Increasingly, decisions are being made based partially or entirely on models. These decisions may be quite important, with the potential of serious or unacceptable consequences if an incorrect decision is made. The models used to support the decisions may have been newly developed or modified versions of existing models. In the former case, it seems clear that a new model should undergo validation before it is used for any significant application. In the latter case, the matter may be less clear; must the modified model, which presumably was validated when it was initially developed, be subject to another round of validation due to the modifications?
Several existing methods address the re-validation question, including methods developed by the Johns Hopkins University Applied Physics Laboratory, the Institute of Electrical and Electronics Engineers, the Joint Accreditation Support Agency, and the project’s sponsoring agency. These existing methods vary widely in several respects including level of detail, specificity with respect to modeling and simulation, degree of quantitativeness, ease of use, and applicability to the sponsoring agency. All include some form of the notion of risk, which is conventionally defined as the product of the likelihood of an incorrect decision and the consequences of such a decision.
A new method, the Quantitative-to-Qualitative Risk-based (QQR) method, was developed to make a quantitative recommendation regarding the re-validation of a modified model. The QQR method was developed with these goals in mind: to be quantitative, repeatable, and transparent; to consider both model modifications and model use risk; to focus on model types and simulation applications of interest to the sponsoring agency; and to be simple and accessible so as to encourage its use in practical applications.

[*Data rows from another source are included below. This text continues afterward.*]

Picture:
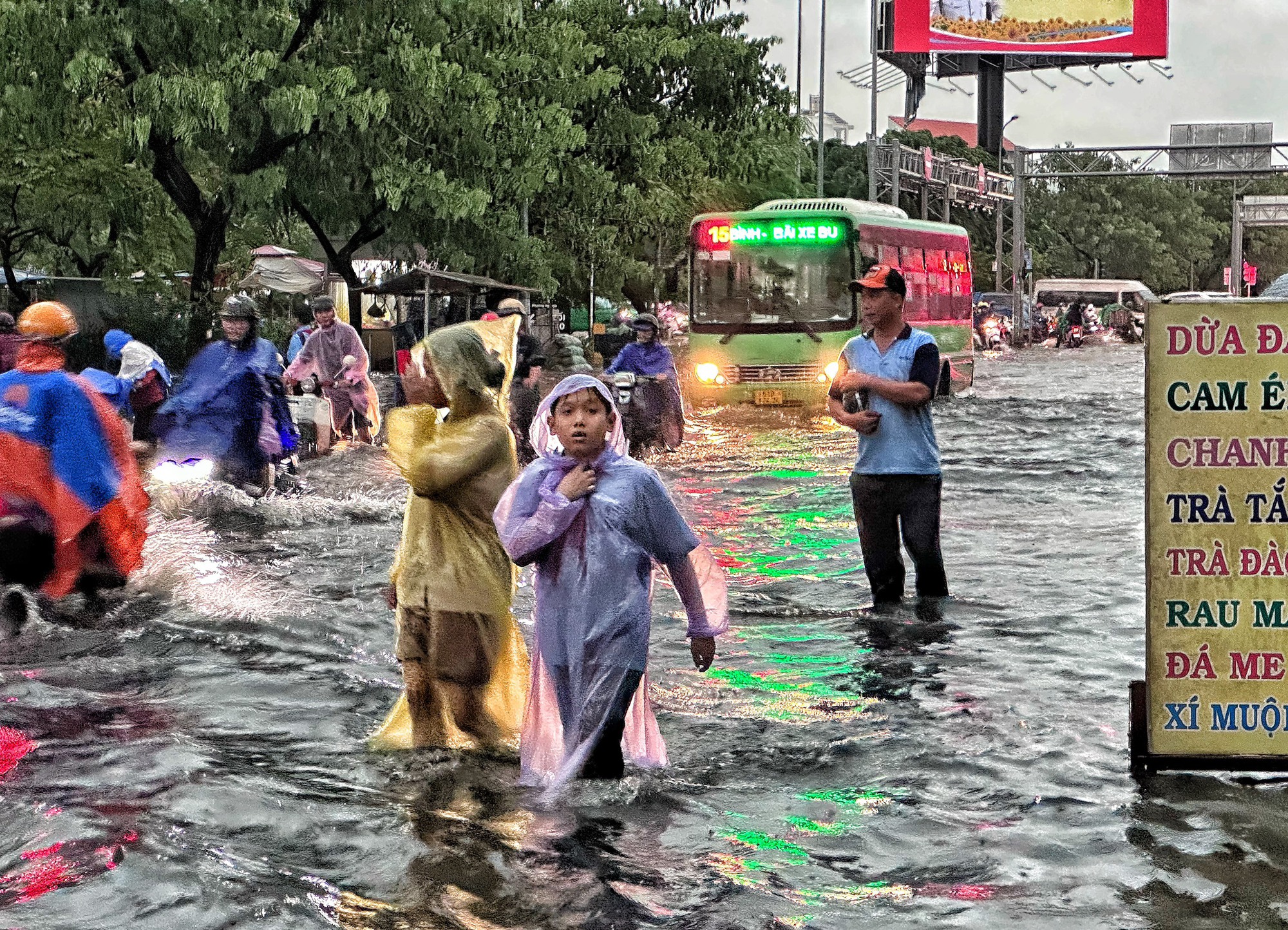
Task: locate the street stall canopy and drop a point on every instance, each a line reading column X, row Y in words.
column 281, row 270
column 426, row 280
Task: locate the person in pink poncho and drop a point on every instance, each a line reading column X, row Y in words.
column 596, row 521
column 347, row 387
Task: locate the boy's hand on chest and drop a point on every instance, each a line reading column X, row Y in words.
column 579, row 484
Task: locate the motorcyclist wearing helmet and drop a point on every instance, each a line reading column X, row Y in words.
column 347, row 386
column 649, row 357
column 231, row 406
column 145, row 374
column 73, row 511
column 525, row 396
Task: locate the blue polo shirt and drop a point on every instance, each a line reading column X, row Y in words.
column 905, row 442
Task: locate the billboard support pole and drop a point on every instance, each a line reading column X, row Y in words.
column 992, row 97
column 1236, row 245
column 1019, row 332
column 822, row 75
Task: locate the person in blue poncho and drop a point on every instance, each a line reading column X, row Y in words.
column 649, row 357
column 594, row 522
column 146, row 375
column 230, row 408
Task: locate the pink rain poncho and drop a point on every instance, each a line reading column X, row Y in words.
column 594, row 588
column 324, row 356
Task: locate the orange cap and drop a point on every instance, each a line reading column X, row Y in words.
column 48, row 320
column 883, row 278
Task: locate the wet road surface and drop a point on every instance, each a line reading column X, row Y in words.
column 193, row 757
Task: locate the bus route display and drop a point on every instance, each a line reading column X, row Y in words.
column 1218, row 533
column 721, row 234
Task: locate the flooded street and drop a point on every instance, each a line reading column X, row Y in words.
column 195, row 757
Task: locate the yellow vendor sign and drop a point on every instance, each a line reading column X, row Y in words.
column 1217, row 691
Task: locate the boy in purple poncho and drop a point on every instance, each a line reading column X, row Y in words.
column 594, row 522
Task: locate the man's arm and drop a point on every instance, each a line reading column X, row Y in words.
column 920, row 387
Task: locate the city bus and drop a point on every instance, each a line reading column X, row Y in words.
column 771, row 305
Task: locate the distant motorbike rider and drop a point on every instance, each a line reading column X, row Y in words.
column 73, row 511
column 355, row 406
column 525, row 396
column 1072, row 318
column 231, row 406
column 147, row 377
column 649, row 357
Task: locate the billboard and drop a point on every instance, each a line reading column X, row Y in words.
column 1217, row 533
column 1133, row 29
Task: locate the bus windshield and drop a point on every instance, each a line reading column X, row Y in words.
column 782, row 288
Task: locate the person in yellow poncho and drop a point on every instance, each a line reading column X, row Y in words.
column 463, row 658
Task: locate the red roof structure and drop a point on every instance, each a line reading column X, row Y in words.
column 967, row 132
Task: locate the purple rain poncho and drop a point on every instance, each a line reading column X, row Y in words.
column 324, row 355
column 594, row 593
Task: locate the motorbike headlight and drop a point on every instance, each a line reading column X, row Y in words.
column 708, row 373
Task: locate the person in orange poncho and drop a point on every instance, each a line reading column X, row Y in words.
column 73, row 511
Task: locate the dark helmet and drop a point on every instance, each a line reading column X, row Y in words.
column 240, row 307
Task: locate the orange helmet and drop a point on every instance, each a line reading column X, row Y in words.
column 48, row 321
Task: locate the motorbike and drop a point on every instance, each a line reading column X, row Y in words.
column 646, row 410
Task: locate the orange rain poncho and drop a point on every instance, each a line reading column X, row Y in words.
column 450, row 558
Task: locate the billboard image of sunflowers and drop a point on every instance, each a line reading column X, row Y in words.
column 1032, row 21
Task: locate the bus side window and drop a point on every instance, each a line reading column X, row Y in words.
column 913, row 263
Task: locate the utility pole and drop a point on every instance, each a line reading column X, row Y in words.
column 873, row 128
column 822, row 78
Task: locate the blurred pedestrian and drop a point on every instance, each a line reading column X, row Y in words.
column 10, row 343
column 897, row 484
column 305, row 328
column 147, row 377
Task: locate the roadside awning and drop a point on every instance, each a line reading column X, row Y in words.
column 423, row 279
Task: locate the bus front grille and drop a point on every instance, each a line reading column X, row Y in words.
column 771, row 374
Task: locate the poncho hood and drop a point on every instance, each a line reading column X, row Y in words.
column 115, row 341
column 462, row 363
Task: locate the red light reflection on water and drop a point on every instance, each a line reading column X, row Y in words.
column 14, row 746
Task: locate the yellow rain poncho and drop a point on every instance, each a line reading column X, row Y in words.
column 450, row 560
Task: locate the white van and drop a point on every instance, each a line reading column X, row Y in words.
column 1099, row 292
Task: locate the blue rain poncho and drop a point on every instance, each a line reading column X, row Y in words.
column 230, row 408
column 594, row 591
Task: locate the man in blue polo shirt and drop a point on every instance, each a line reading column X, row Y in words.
column 893, row 369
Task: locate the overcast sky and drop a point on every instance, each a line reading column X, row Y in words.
column 1229, row 60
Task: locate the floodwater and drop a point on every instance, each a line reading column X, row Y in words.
column 193, row 755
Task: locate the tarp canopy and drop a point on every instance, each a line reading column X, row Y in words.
column 281, row 270
column 422, row 279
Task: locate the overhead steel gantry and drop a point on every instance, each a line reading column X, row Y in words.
column 1222, row 162
column 943, row 184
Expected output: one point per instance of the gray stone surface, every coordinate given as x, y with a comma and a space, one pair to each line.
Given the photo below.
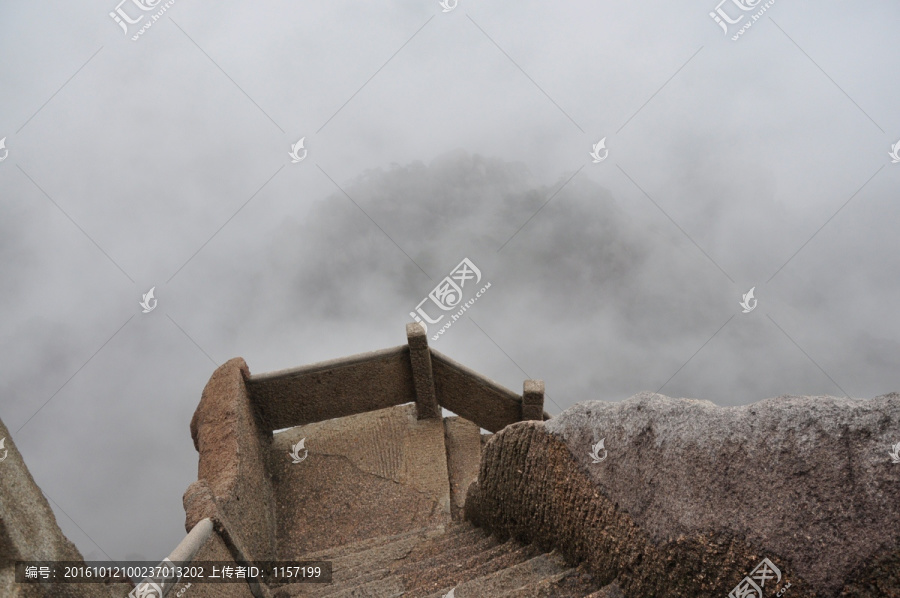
806, 480
366, 475
463, 444
29, 532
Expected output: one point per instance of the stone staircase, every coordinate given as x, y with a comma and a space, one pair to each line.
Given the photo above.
435, 561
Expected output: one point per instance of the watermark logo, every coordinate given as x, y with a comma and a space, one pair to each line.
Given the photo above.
448, 294
894, 153
295, 152
295, 451
725, 20
598, 147
595, 451
749, 302
146, 589
752, 585
123, 19
146, 302
895, 452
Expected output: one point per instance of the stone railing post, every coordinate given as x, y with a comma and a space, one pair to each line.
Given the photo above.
423, 378
533, 400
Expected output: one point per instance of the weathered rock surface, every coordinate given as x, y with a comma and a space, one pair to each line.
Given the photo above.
688, 497
430, 562
29, 532
361, 476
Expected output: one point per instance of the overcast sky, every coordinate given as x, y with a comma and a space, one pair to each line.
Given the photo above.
431, 137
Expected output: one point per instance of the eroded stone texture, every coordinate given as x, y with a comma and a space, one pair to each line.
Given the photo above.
366, 475
463, 444
689, 497
232, 447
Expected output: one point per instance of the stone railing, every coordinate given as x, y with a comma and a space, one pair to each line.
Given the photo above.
380, 379
233, 424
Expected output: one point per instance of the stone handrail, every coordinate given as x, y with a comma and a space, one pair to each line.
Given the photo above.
385, 378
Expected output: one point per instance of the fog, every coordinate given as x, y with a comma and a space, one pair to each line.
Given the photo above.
431, 137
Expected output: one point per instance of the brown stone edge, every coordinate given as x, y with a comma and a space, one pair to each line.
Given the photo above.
531, 488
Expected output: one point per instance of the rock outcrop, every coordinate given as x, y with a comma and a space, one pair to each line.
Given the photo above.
687, 498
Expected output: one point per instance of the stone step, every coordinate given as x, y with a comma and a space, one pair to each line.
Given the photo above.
433, 561
427, 554
507, 581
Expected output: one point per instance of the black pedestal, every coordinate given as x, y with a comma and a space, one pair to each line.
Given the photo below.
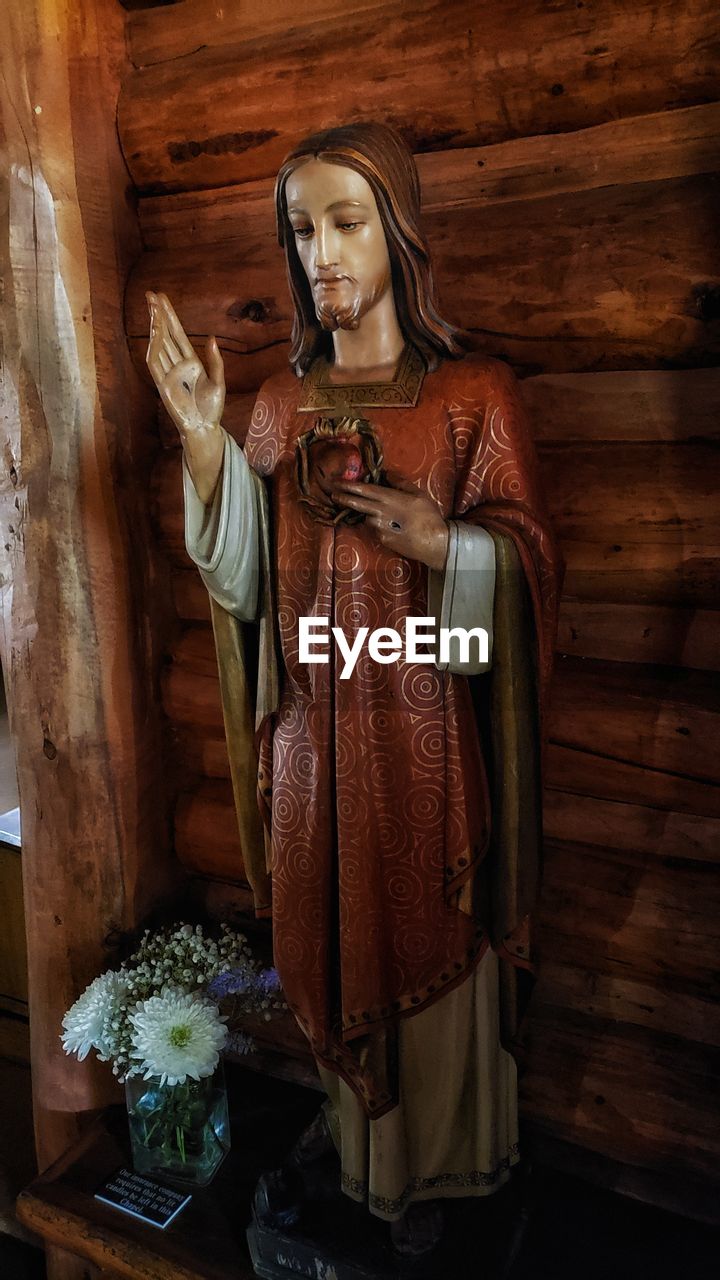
337, 1239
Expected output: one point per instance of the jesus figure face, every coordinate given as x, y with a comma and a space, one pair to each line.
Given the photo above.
340, 240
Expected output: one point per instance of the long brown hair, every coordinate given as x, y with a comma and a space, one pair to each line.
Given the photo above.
381, 156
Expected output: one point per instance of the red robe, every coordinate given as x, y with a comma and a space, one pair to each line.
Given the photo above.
376, 785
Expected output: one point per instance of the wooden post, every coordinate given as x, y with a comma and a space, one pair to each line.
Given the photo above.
82, 598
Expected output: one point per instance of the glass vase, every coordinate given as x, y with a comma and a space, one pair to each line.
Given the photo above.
180, 1133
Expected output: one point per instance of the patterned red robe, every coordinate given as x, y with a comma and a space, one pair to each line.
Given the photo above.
376, 785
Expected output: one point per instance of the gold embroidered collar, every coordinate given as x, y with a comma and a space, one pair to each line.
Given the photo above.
318, 394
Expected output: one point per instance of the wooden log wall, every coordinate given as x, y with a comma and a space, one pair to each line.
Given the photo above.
569, 159
81, 600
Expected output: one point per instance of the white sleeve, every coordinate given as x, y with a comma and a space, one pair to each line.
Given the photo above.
223, 536
463, 595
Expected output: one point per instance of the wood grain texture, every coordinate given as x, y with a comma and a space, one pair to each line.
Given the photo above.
81, 603
639, 149
441, 73
623, 1091
630, 269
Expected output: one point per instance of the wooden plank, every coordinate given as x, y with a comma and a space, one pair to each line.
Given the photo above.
629, 632
636, 405
606, 493
630, 827
660, 574
206, 839
639, 149
191, 123
616, 997
624, 1092
632, 493
13, 949
156, 37
632, 405
587, 771
655, 717
82, 598
604, 306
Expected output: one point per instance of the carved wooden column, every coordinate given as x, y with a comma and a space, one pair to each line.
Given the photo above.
82, 597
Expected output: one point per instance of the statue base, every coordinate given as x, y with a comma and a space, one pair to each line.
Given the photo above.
338, 1239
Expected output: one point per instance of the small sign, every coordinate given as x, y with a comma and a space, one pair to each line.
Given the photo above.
142, 1198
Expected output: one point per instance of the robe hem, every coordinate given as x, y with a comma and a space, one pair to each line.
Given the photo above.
440, 1187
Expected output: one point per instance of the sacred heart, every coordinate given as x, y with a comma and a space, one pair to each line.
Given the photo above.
336, 451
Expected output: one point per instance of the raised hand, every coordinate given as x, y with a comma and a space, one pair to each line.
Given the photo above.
402, 520
194, 398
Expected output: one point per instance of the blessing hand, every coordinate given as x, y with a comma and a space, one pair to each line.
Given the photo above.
404, 520
192, 397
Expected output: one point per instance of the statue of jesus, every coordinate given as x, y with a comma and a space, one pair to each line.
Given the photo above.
386, 475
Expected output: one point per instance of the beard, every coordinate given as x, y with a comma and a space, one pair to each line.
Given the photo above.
345, 307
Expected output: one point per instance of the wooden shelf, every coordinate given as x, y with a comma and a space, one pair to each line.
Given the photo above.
206, 1242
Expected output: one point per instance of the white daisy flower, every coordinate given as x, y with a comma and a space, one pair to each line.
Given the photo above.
177, 1034
89, 1023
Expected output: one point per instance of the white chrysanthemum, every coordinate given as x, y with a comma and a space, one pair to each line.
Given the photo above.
177, 1034
89, 1023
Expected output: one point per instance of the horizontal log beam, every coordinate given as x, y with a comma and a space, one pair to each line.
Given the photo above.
229, 113
604, 305
641, 632
589, 1079
156, 37
639, 149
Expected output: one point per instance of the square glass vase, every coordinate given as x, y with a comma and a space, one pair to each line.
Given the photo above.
180, 1133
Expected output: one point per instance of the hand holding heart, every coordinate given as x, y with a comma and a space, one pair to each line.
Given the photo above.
402, 519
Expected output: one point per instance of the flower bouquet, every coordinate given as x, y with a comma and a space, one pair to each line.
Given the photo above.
162, 1020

The QQR method estimates the probability that not re-validating a modified model will lead to unacceptable consequences, given the modifications made to it. That estimated probability is meant to be interpreted, in the context of a re-validation decision, as a quantitative recommendation to re-validate the model. The method is based on a conditional probability formula that separates the various parts of the estimated probability into distinct terms and factors, and it provides procedures for estimating each term and factor. A central feature of the QQR method is a missions-means decomposition that allows both the method’s user to precisely and effectively identify the nature and extent of the modifications that were made to the model and the method to consider those modifications in its estimate.
The QQR method was validated using a set of re-validation scenarios, each describing a model, the modifications made to it, and the decision to be based on the model. The QQR method’s re-validation recommendations for the scenarios were compared to those of a set of human experts who were selected based on their expertise and experience in model validation. A suitable statistical measure of correlation between the QQR method’s recommendations and the experts’ recommendations for the scenarios was calculated. It showed strong positive correlation between the method and the experts.